D’observateurs proches de l’OTAN surtout, vu qu’ils s’y emploient….

C’est donc assez naturellement que l’absence médiatique du président russe a trouvé cette interprétation dans les médias. Jusqu’en Israël où le très sérieux quotidien “Haaretz”, citant un ancien ambassadeur en Russie Zvi Magen relaie cette rumeur. Ce dernier estime qu’une partie de l’armée ou de riches hommes d’affaires peuvent être à l’origine d’une telle action d’envergure, en raison des sanctions économiques qui les touchent au premier chef. “Je ne pense pas qu’il y ait de désaccords politiques autour de Vladimir Poutine. Seulement, ils veulent protéger leurs intérêts”, souligne l’ancien diplomate.

L’Américain “Forbes” a lui aussi évoqué cette possibilité d’un coup d’Etat, relevant des tensions entre le président, ses alliés du FSB et le président tchétchène Kadyrov après le meurtre de l’opposant Boris Nemtsov. Tout semble désormais possible au pays des Soviets !

Hein ? Des Soviets ?

Comme quoi, tout semble possible au pays du maréchal Pétain…
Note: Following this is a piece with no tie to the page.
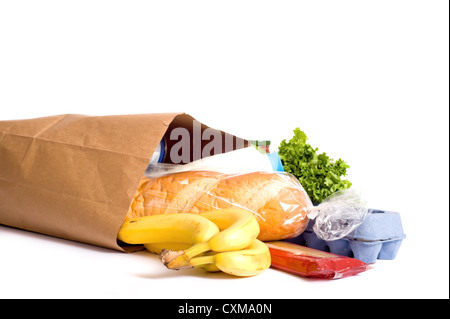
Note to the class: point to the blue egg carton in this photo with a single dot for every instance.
(378, 237)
# La naissance de son enfant

Plus glamour, d’autres médias se sont fait écho de cette rumeur de disparition dans les pages carnet rose de leur publication. A l’instar du quotidien suisse “Bilk”, qui a “révélé” que Vladimir Poutine était tout bonnement à Lugano pour la naissance de sa fille ! Le président russe est soupçonné d’avoir une liaison avec la gymnaste Alina Kabayeva, de 30 ans sa cadette.

Du GRAND journalisme !

Or cette dernière aurait donné naissance à une petite fille dans une clinique privée de Lugano, réputée pour avoir abrité une autre naissance non moins célèbre : celle de l’enfant de la fille de l’ancien Premier ministre italien, grand ami de Vladimir Poutine, Silvio Berlusconi. La boucle est bouclée. Selon un autre quotidien italien, “Il Messaggero”, cette petite fille serait la troisième de la gymnaste et du président russe.
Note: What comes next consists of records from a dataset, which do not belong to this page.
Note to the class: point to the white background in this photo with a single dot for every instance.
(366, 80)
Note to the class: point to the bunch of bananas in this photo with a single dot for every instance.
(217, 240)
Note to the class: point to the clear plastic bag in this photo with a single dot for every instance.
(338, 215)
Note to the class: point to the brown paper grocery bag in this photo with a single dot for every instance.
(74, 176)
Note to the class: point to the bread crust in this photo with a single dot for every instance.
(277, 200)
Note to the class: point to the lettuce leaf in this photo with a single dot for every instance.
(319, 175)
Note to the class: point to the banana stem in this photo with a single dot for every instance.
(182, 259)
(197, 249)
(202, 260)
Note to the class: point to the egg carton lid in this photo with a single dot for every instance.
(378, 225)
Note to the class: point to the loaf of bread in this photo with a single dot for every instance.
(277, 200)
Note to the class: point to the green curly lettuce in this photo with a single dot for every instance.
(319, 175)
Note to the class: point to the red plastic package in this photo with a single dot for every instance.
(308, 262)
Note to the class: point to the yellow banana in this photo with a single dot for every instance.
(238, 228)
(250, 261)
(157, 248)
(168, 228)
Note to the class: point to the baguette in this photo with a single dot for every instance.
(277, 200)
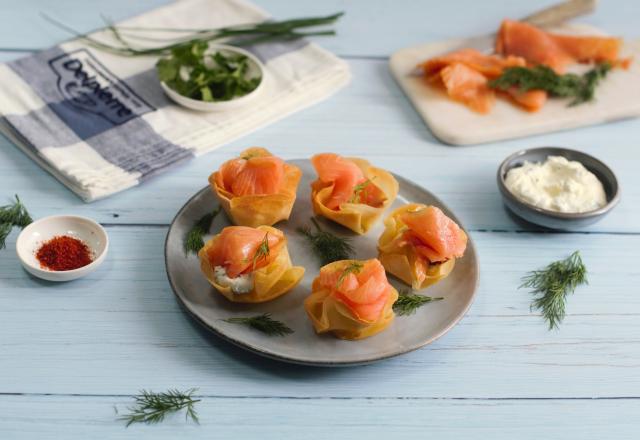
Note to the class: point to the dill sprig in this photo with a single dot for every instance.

Que faisait donc Vladimir Poutine ces derniers jours et surtout pourquoi l’avoir caché ? On ne le saura probablement jamais. Lui a fait mine de s’en amuser :

Ce serait tellement ennuyeux sans les rumeurs”, a-t-il simplement commenté à Saint-Pétersbourg.

Le culte du secret est donc toujours bien ancré.

Sacrée chute – félicitation à la journaliste (de Voici ou de l’Obs, j’ai un doute) pour cette excellente démonstration de ce qu’est devenu le journaliste au XXIe siècle…

Source : Céline Lussato, L’Obs, le 16 mars 2015.